From my spiritual time machine journey, I could draw a conclusion that everything changes but stay the same at the same time. I look at my younger self from all the post in here that I used to be angsty teenager who's angry at the world. I get angry easily and have the urge to expressed my emotions right away. Someone makes me angry, I would write it down. Someone makes me sad, I would write it down. I expressed myself freely. And now I can't even do that. I think everything because my emotions growing to be more complicated things. Angry becomes not just as simple as "angry". Sad is not just "sad". Without write down my emotions, I could analyze it and find the answer by myself. Like, why am I angry? What makes me angry? Why I have to be angry. The self reflection become more complicated than just to vent my feelings. And now I could find the answer without need to write down everything. I know why I'm sad. I know why I feel angry.

And yes, after read everything over again, now I know and figure out a lot of things that I questioned when I was younger. Yes it's really cringey at some points but hey let's face it. That's how teenagers life. I questioned a lot about sexual thing, like I was experimented with condom before because I really clueless about what that is- like-eww (okay this experiment happened when I was in middle school, and I rewrite about that in here two years after that.). I talk  sometimes about women and virginity because at that time I met people who take too much time to intervene other people's sexual life, and sadly 8 years later nothing changes and those kind of peoples still exist. And I'm glad I still on this side until now.I'm not change into a heartless and mindless person who takes time to critic other people's way of copulating. Please, why can't people criticize those rubbish tv shows instead of other people's life?

I questioned about my friends, my family, and now I get the answer. Everything changes and I was so naive. People come and go in our life, and it's inevitable. I get the answer that be separated from our closest friends is not always  because we hate each other. It's just happens. Because you have different schedule, different life, different job. And mostly because our mind growing differently. And there's nothing wrong with it. It's life, and even it hurts to admit, but that's life and we are alone in this life. Even though you have husband or family or anyone, in the end you are on your own. My father, technically he's my family, my parents, my father but he's dead and leaving our tiny family. Having a family doesn't mean you have the same path with them. you just walk in this life together, but you have different jogging track.

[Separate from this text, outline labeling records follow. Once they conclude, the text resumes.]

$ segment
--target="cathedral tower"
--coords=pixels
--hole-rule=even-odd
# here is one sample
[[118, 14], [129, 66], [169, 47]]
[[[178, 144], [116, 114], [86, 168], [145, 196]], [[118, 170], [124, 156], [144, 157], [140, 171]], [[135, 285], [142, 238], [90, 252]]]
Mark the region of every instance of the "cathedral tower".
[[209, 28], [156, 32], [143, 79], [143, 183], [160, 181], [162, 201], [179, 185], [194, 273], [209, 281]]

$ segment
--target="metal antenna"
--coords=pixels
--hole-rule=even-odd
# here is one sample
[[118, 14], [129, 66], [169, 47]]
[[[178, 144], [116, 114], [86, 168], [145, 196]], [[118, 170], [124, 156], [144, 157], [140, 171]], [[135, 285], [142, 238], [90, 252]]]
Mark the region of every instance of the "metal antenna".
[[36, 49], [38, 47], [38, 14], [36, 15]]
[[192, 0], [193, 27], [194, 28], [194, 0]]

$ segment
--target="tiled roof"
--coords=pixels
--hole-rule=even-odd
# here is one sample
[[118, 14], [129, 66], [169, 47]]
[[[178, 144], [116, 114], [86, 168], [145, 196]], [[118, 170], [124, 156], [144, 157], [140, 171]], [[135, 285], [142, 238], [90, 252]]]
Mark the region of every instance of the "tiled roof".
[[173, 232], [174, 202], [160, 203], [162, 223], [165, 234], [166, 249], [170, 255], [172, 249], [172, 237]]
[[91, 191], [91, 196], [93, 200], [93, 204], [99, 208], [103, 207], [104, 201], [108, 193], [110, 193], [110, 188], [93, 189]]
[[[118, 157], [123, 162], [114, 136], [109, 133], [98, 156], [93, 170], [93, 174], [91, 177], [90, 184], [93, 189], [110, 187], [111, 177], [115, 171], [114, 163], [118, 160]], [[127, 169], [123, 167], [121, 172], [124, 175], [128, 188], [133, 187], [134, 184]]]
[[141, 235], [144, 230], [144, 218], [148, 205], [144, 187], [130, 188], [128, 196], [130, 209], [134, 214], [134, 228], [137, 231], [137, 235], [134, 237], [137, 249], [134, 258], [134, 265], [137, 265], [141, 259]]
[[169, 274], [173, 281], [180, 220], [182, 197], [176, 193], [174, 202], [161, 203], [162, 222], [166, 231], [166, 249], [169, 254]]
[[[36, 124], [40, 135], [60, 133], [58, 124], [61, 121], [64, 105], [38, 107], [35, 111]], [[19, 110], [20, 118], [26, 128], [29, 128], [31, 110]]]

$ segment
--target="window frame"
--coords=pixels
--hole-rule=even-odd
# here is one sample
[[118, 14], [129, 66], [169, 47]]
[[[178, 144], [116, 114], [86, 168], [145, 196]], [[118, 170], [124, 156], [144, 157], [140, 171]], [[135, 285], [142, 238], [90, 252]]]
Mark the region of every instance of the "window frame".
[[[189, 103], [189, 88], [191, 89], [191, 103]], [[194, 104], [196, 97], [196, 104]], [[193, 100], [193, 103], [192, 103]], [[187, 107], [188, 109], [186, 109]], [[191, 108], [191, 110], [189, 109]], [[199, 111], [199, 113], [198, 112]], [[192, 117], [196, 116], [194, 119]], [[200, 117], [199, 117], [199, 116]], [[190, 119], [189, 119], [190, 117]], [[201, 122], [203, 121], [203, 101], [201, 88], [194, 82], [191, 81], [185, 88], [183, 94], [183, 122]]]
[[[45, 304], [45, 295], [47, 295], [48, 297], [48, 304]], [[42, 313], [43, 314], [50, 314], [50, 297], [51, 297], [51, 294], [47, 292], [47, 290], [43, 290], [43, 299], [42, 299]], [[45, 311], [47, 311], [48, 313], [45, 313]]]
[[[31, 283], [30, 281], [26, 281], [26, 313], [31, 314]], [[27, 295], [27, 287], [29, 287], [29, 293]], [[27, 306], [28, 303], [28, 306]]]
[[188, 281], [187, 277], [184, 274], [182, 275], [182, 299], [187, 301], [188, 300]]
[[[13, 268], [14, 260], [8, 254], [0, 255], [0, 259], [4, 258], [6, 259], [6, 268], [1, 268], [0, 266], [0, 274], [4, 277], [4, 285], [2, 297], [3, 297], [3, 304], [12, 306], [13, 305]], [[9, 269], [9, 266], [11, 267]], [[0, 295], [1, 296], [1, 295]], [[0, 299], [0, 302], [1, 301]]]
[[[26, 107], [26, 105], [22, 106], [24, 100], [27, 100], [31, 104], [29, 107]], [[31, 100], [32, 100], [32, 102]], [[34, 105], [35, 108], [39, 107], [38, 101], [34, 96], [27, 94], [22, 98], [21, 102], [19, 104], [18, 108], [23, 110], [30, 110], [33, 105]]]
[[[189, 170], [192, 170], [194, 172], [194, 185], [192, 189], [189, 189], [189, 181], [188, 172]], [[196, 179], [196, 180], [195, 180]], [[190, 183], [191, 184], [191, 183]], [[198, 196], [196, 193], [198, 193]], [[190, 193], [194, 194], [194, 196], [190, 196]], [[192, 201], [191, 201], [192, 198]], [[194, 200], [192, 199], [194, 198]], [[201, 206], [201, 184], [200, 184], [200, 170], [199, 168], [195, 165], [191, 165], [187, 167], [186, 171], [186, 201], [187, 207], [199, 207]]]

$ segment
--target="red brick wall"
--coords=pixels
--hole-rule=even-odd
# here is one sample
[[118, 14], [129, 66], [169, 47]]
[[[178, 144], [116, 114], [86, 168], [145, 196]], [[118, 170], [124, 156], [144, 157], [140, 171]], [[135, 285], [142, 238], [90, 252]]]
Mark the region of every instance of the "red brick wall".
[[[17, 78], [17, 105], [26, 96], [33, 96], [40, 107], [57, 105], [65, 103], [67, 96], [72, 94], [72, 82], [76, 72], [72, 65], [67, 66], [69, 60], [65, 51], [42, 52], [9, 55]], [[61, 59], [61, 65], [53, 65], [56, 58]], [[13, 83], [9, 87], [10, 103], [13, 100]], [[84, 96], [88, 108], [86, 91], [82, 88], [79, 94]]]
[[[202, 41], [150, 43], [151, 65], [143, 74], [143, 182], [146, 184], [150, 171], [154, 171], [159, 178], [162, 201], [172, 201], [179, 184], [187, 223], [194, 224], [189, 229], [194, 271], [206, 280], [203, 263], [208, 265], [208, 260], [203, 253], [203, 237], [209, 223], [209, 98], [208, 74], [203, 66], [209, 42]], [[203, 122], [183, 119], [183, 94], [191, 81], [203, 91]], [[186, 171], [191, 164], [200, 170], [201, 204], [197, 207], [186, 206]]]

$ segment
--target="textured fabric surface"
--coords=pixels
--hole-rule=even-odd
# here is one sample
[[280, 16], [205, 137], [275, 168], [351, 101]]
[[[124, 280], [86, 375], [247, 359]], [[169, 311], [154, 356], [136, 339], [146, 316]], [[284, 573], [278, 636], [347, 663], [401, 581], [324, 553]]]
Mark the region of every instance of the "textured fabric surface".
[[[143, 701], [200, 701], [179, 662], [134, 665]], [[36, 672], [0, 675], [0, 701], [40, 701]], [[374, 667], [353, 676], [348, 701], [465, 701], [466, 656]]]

I questioned about life, and I still haven't figure it out until now. About where my 'jogging track' would lead me? What would happend? What am I doing with my life? I still haven't figure it out in these past 8 years. I still stuck with the same gloomy loneliness feeling. Depressed and unmotivated human being. And it getting worse, I have to say that.

The thing is I realized that I'm getting bitter. I'm become more pessimistic in life. I read earlier that I used to hope for the best from everything at least. But now I don't even hope. I just walk and walk and walk without knowing what would happend next. I'm clueless. Oh well.